After that, you can disconnect from the remote computer, open a terminal on the client computer and type this (more details about the ssh tunneling magic can be found here):

$ ssh -nNT -L 9999:localhost:8888 user@example.com

The command line above has only two things you surely must change: user is the username at the remote computer and example.com will probably be replaced by the remote computer’s IP address. Now we have created a tunnel that will redirect the port 9999 to the remote server port 8888 (this is the default used by Jupyter). I’m using the port number 9999 because, usually, I also have a local Jupyter Notebook server running at 8888.
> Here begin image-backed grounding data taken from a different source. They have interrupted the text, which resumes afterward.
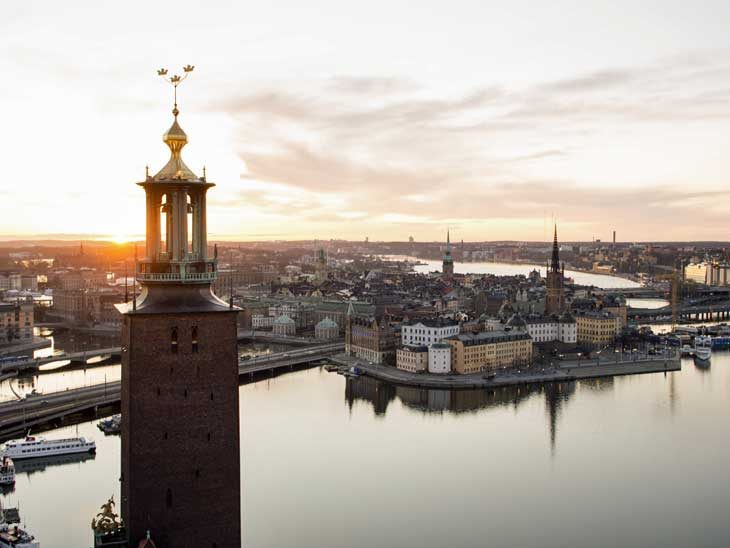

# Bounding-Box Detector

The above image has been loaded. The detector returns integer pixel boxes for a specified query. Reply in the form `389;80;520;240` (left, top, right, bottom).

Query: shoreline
331;353;680;390
384;254;642;287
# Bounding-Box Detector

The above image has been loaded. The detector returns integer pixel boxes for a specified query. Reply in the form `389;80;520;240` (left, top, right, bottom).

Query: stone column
199;190;208;259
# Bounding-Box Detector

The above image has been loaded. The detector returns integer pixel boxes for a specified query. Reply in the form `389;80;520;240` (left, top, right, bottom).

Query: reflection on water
346;375;585;453
13;452;96;476
2;354;729;548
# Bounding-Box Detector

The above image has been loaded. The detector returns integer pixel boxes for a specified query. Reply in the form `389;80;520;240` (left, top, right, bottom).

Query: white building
401;318;460;346
428;343;451;374
252;314;274;329
524;312;577;344
272;314;296;336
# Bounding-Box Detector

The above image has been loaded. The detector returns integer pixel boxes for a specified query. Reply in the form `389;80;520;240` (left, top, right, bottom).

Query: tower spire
551;224;560;272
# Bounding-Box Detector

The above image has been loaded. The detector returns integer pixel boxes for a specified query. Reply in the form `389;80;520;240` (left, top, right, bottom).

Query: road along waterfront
331;350;680;389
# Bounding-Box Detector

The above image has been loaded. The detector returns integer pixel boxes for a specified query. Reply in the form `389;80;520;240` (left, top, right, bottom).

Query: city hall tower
116;67;241;547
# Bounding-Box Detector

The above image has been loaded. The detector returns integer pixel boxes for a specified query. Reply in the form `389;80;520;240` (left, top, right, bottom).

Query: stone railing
135;271;217;283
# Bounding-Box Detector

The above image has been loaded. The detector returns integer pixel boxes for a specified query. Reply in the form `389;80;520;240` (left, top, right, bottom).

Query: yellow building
445;331;532;374
396;346;429;373
575;311;620;346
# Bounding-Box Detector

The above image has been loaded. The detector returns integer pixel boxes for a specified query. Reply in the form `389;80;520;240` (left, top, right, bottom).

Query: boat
694;335;712;362
0;458;14;487
0;436;95;460
0;503;39;548
680;344;694;357
96;414;121;435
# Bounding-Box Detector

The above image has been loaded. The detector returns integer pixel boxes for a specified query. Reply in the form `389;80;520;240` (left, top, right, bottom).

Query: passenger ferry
694;335;712;362
0;436;95;460
0;458;14;486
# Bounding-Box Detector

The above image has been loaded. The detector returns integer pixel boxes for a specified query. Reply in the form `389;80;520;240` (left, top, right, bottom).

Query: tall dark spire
551;224;560;272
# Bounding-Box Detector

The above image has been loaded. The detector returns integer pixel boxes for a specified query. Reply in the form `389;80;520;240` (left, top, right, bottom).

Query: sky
2;0;730;243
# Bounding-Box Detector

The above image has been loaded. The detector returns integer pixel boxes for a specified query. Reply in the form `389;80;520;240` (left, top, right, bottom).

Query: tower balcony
136;258;217;285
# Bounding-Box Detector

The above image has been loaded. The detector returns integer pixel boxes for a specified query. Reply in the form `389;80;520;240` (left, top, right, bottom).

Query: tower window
195;468;200;478
171;327;178;353
166;488;173;509
192;326;199;353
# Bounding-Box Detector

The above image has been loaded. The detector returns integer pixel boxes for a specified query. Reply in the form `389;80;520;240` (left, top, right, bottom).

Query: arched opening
160;194;171;257
186;193;193;255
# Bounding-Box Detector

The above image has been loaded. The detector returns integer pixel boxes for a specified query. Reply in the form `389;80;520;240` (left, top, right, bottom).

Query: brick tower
116;68;241;547
545;225;565;315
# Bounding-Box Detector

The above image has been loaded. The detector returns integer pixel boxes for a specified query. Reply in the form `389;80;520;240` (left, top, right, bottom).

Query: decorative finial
202;166;206;179
145;165;149;178
157;64;195;117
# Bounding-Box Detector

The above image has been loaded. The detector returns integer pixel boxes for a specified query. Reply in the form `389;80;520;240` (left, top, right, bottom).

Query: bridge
629;300;730;322
0;342;343;440
237;329;341;346
0;347;121;374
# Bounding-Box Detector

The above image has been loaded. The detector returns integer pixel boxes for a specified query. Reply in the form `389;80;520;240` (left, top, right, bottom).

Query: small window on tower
171;327;178;353
192;326;199;353
166;488;173;509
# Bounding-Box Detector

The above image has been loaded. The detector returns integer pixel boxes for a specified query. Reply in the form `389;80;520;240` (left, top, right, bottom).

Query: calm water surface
2;353;729;548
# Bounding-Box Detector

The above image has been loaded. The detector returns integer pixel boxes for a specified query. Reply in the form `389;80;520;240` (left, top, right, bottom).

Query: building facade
272;314;296;336
0;299;33;346
116;94;240;547
314;318;339;339
345;303;397;364
525;312;577;344
575;311;621;346
428;343;452;374
401;318;460;346
446;331;533;374
396;345;428;372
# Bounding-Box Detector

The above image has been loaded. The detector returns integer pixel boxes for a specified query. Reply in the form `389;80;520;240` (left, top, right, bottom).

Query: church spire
551;224;560;272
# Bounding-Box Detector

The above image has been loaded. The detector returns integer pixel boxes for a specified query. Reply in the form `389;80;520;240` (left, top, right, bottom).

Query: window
166;488;173;509
192;326;199;353
171;327;178;353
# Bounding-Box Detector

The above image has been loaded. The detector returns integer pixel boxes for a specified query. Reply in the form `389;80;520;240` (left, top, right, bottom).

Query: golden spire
153;65;200;181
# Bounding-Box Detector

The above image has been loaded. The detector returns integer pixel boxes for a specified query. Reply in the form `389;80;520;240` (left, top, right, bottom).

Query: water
387;255;641;289
626;298;669;309
2;354;729;548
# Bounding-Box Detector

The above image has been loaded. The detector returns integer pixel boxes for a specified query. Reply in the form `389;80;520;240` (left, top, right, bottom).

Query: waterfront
1;351;729;548
387;255;641;289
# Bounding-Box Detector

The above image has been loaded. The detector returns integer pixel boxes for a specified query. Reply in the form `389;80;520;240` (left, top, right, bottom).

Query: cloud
210;51;730;240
The only thing you need to do now is launch your browser and access the url localhost:8888 localhost:9999 and done, you have got a remote Jupyter Notebook working!
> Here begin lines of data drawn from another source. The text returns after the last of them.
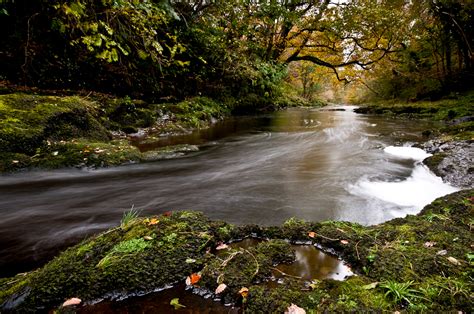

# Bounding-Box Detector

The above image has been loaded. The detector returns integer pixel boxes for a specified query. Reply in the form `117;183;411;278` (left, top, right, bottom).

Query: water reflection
79;284;239;314
0;106;444;277
226;238;352;281
275;245;352;281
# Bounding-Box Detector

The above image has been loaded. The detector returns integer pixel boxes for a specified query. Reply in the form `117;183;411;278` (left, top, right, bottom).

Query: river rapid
0;106;458;277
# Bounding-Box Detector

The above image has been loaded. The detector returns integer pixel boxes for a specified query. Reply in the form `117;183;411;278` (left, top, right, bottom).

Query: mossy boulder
0;211;229;312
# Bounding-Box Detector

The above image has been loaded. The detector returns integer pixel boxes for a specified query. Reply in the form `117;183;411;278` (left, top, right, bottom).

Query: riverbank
1;189;472;312
354;91;473;189
0;87;324;173
0;92;228;172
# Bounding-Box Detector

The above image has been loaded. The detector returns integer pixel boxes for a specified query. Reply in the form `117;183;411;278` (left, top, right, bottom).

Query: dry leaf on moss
63;298;81;307
215;283;227;294
285;303;306;314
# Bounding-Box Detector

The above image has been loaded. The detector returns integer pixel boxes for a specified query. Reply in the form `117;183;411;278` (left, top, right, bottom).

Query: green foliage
1;190;473;312
121;205;140;228
53;0;182;67
380;280;421;304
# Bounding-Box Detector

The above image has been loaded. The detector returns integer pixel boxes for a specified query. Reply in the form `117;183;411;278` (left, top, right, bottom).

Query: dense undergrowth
1;190;472;312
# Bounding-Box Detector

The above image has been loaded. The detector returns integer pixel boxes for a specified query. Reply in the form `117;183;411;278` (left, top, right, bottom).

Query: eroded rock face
423;140;473;188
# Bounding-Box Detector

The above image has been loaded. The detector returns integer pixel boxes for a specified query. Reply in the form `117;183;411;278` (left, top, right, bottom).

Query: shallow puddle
80;239;352;312
229;238;353;281
275;244;353;281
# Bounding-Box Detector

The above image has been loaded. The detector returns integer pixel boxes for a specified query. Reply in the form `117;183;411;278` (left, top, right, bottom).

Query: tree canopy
1;0;472;103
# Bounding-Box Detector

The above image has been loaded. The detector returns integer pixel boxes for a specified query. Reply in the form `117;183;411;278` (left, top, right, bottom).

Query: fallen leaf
62;297;81;307
215;283;227;294
12;160;19;164
437;249;448;256
238;287;249;298
363;282;379;290
308;279;321;290
285;303;306;314
148;218;159;226
143;236;153;241
308;231;316;238
340;240;349;245
185;273;201;286
170;297;186;310
447;256;461;265
216;243;229;250
424;241;436;248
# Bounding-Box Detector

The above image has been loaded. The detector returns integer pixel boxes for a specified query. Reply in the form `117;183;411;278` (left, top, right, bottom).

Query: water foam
349;146;459;217
384;146;432;160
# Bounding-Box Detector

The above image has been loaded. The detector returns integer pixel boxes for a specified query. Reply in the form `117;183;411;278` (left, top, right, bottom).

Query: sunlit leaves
54;0;183;68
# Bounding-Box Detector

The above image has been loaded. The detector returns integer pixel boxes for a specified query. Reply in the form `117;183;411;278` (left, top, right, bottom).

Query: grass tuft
121;205;141;227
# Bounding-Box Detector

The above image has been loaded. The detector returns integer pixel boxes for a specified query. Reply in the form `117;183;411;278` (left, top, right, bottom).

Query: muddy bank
1;189;472;312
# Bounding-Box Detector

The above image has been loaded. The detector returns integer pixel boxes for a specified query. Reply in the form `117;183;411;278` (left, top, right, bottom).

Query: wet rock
140;145;199;161
423;140;473;188
448;115;474;125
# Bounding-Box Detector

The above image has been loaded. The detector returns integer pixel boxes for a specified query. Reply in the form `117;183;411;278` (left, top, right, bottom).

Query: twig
220;251;242;268
22;13;39;76
244;249;259;277
315;233;340;241
355;241;361;260
270;267;302;279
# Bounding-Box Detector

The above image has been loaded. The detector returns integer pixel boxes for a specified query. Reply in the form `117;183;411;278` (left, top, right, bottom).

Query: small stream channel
0;106;458;280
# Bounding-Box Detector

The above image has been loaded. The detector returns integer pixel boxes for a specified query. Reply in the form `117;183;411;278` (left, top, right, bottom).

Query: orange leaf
62;297;81;307
148;218;159;226
185;273;201;286
238;287;249;298
308;232;316;238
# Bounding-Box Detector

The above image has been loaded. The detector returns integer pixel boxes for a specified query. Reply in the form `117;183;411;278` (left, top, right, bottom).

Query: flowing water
0;106;458;278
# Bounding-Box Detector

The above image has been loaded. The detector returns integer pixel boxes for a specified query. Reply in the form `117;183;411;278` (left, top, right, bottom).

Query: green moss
0;93;232;172
1;191;472;312
356;91;474;120
97;238;152;268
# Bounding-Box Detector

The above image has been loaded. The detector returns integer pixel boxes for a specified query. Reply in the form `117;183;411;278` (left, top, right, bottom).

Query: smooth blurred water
0;106;457;277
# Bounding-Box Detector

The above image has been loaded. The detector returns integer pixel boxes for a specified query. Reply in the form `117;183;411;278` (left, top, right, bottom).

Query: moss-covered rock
0;93;232;172
0;211;229;312
1;191;472;312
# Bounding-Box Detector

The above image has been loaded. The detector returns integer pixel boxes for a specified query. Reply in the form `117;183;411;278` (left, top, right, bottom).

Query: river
0;106;458;277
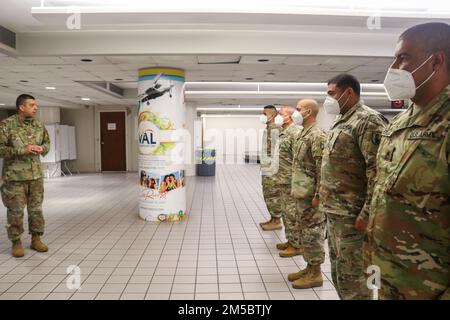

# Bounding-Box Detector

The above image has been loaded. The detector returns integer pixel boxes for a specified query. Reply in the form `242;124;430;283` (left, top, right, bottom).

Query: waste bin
196;149;216;176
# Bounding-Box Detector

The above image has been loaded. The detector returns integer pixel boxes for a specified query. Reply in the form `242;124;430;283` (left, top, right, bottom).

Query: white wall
60;106;96;173
61;105;138;173
202;114;265;165
37;107;60;124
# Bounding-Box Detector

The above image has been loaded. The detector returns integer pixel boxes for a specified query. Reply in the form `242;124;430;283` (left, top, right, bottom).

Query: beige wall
60;105;138;173
60;106;96;173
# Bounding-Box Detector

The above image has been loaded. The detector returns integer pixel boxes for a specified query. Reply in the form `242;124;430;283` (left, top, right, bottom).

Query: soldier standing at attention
272;105;303;257
288;99;327;289
365;22;450;300
319;74;388;299
259;105;283;231
0;94;50;258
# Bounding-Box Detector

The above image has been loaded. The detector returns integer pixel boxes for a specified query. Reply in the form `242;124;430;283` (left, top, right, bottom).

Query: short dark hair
16;94;35;109
263;105;277;113
327;74;361;96
400;22;450;72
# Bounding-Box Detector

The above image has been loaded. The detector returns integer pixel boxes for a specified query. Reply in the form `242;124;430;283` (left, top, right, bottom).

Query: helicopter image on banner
138;73;175;105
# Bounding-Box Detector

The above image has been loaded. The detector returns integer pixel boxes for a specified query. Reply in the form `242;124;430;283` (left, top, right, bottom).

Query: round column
137;67;186;222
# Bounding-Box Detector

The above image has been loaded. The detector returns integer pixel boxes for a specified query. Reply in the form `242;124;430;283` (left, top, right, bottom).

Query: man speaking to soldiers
288;99;326;289
0;94;50;258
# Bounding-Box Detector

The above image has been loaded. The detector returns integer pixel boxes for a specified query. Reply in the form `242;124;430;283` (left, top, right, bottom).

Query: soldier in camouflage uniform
0;94;50;258
272;106;303;257
319;74;388;299
259;105;283;231
365;22;450;300
287;99;327;289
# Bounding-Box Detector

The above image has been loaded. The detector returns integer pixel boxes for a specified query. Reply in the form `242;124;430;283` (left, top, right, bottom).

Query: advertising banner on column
137;67;186;222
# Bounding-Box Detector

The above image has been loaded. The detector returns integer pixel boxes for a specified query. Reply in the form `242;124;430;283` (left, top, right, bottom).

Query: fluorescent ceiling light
45;86;56;90
186;91;387;96
34;0;450;18
81;97;91;101
0;103;5;106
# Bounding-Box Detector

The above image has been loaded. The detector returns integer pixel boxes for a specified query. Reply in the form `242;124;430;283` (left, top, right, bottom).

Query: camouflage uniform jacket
273;124;303;185
0;114;50;182
261;122;282;175
291;123;325;199
319;101;387;222
366;85;450;299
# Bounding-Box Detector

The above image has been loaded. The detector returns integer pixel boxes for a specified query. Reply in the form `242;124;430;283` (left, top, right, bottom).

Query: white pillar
137;67;186;222
185;103;197;177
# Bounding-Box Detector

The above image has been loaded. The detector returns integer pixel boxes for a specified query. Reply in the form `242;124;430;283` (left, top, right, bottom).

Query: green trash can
196;149;216;176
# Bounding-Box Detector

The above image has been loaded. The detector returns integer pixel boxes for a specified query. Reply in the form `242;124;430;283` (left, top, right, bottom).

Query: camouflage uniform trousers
1;178;45;241
326;213;371;300
292;198;325;265
279;185;299;245
262;175;282;219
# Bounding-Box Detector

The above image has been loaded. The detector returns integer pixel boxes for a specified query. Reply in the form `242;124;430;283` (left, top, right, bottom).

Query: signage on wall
107;123;117;130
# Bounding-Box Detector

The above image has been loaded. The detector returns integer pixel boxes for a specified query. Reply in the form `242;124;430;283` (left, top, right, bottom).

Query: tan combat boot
12;240;25;258
31;234;48;252
292;264;323;289
279;244;303;257
288;268;309;282
261;217;282;231
276;241;290;250
259;217;273;227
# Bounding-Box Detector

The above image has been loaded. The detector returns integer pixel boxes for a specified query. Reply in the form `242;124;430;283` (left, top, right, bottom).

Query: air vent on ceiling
197;55;241;65
0;26;16;50
77;81;124;98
Recalling the list at the beginning of this post:

  • Launch a Jupyter Notebook server without automatically opening a browser.
  • Create a SSH tunnel to redirect a local port to the server.
  • Access your remote server from your browser.

UPDATE (05/03/2017):

If you execute the command:

$ ssh -nNT -L 9999:localhost:8888 user@example.com

You will be capable to access the port 8888 from example.com, on your local machine, using localhost:9999. However, if you want to allow other machines to easily access that port too, it will not be possible. I had this problem last week when I was trying to show some contents on Pepper’s tablet through a very simple Python web server hosted on a virtual machine. My team from NAO Hackathon was in a hurry and I could not make the redirection work (I should have read the manual:disappointed:). Ok, so there are at least three possible solutions. The first one will work if your computer (the client here) has only one network address:

$ ssh -nNT -L :9999:localhost:8888 user@example.com

If your computer has more than one network adapter, you can bind an IP (forcing the tunnel only through the bound IP) using this command (the second possible solution):

$ ssh -nNT -L ip_you_want_to_bind:9999:localhost:8888 user@example.com

The third possibility (SSH-BASED VIRTUAL PRIVATE NETWORKS) can be found on the ssh manual webpage (or, in case you want a more straightforward link, here) and it involves more than one command line (the -f argument only sends ssh to background) and you will need to mess with ifconfig and route. I’m not sure if route works the same on all Unix flavours, but apparently it does. I think this last solution is a more robust one when the connection is supposed to be perpetual instead of something to run during some minutes only.

UPDATE (11/03/2017):

When you redirect the port using the commands I’ve presented above, you must call %matplotlib inline if you want to generate plots or you will also need to redirect the display, but this may not be available if the external server doesn’t have a screen (ok, you could use this). ssh is full of useful tricks :wink:.